In August, we explored the genesis of Yu’s sponge cities, some of the architects applying the green city model on a global scale, and how efficient sponge cities are in light of climate change. In particular, this includes the story of the sister cities of Nogales, Sonora (Mexico) and Nogales, Arizona (USA) – a striking example of the damage that rapid urbanization can do.

The expansion of urban infrastructure can sometimes work in favor of nature. More than 7 million tonnes of soil was excavated during the construction of the Elizabeth Line, London’s most ambitious railway line to date. Instead of wasting this precious material, Crossrail, the company that built the Elizabeth Line, donated about half of it to the Royal Society for the Protection of Birds (RSPB). The 3.5 million tons of soil was shipped from London to the Essex coast where they were used to create a bird sanctuary.

Thanks to this supply, RSPB built seawalls and restored lagoons and tidal flats that once existed in the area but were lost to agriculture, coastal erosion and sea level rise.

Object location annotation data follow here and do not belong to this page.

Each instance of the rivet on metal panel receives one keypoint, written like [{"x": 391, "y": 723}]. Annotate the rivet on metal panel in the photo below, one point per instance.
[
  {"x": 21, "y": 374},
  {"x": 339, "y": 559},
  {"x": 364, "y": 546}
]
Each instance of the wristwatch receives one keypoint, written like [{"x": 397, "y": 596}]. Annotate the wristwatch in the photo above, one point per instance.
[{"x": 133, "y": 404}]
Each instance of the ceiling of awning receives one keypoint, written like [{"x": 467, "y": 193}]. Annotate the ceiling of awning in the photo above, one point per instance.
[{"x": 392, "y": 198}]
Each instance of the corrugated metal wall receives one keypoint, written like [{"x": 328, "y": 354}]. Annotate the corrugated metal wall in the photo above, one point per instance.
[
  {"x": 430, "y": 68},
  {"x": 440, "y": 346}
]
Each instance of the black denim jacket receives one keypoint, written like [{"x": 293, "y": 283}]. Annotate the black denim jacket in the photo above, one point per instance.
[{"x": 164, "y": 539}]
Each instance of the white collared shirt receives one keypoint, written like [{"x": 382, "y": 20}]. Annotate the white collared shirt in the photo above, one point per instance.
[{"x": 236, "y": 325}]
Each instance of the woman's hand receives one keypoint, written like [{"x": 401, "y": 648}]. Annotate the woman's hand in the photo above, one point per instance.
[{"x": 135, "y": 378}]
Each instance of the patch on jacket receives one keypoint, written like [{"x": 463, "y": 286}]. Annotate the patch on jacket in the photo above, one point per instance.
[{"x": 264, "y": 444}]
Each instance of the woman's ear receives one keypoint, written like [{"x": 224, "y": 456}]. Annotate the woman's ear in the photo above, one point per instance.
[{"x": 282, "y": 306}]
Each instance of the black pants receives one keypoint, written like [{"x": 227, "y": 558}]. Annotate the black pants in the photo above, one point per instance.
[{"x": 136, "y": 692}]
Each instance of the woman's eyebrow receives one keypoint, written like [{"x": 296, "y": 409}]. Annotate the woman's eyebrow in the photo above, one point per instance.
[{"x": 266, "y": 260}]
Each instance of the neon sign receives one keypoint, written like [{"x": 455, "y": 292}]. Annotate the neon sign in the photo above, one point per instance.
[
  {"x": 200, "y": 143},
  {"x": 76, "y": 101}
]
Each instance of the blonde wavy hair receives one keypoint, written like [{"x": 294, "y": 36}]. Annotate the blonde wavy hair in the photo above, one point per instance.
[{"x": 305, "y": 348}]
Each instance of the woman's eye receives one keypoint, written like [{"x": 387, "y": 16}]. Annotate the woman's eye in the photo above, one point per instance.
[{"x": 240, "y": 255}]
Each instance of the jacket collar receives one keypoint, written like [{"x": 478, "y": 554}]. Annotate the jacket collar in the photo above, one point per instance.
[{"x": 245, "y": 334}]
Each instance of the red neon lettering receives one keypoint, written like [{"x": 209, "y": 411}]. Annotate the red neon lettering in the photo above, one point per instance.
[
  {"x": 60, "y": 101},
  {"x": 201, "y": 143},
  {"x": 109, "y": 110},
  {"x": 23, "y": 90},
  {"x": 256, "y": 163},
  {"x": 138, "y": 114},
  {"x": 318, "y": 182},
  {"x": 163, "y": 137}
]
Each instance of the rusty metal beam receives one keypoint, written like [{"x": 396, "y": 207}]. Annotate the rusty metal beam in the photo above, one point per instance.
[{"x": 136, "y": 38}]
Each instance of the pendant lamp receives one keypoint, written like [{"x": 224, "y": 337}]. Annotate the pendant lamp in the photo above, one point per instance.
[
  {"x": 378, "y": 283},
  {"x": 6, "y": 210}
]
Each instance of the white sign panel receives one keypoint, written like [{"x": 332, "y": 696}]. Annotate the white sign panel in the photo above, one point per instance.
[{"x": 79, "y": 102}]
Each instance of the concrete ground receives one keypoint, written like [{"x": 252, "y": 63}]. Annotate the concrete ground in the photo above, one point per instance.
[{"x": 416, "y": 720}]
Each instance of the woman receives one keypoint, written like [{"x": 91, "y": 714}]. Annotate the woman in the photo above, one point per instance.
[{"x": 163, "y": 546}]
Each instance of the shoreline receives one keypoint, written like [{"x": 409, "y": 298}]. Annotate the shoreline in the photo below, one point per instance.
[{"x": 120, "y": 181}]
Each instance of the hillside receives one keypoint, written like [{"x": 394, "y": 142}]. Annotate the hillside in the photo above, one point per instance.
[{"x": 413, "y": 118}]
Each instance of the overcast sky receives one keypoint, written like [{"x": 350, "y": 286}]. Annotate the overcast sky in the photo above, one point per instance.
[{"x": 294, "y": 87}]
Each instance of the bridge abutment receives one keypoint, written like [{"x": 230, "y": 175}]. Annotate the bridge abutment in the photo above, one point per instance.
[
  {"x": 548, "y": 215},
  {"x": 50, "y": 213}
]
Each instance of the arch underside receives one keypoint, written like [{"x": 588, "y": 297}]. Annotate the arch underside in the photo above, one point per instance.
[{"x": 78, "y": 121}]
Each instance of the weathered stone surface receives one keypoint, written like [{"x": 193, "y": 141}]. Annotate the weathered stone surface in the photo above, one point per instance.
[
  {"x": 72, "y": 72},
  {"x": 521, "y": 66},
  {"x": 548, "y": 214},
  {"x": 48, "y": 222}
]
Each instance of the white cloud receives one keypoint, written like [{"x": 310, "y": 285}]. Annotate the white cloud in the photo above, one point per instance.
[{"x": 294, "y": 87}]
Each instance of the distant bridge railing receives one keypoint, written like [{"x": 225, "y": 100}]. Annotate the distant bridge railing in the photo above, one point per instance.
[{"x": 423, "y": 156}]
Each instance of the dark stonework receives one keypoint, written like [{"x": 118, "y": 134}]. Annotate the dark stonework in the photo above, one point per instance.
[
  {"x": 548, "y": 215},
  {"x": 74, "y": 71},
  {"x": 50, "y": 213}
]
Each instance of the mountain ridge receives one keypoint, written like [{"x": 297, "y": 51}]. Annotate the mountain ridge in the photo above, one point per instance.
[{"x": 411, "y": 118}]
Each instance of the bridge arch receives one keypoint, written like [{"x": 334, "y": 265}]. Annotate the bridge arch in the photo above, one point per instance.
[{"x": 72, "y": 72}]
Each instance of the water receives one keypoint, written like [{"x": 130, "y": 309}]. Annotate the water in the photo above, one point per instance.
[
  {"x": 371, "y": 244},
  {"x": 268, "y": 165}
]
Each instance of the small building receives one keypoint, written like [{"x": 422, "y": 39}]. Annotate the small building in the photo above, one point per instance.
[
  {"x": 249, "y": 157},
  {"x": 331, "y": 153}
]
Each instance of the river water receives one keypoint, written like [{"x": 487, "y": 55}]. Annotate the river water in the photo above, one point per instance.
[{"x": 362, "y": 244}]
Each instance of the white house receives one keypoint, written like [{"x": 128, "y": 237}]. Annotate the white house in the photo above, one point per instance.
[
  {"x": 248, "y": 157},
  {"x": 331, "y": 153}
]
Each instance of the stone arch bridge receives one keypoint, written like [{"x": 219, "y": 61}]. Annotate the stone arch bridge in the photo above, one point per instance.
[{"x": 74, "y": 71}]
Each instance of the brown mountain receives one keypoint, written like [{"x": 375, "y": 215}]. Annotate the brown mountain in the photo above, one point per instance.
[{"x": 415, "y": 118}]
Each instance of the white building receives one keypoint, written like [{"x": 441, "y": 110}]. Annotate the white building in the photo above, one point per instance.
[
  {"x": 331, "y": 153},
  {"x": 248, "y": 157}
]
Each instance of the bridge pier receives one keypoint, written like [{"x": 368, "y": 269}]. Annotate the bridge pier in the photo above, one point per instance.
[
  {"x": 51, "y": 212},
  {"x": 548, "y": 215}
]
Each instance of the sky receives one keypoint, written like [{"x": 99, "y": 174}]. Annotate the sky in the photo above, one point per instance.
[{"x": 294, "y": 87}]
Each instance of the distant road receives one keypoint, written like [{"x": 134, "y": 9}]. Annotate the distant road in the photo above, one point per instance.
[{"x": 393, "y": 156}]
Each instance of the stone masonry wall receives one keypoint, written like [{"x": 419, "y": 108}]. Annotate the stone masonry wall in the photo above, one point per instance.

When we talk about climate change and cities, we need to look at how city dwellers get their energy. In some European cities, whose historic centers function as open-air museums, bulky, view-obstructing solar panels are prohibited by conservation laws. This makes sense since solar panels have been regarded primarily as an invention of energy technology since their inception. Now that technology has moved forward, it’s time to look at the bigger picture. If cities want to generate their own energy on a large scale, solar designer Marjan van Aubel argues, we also need to rethink what solar panels look like.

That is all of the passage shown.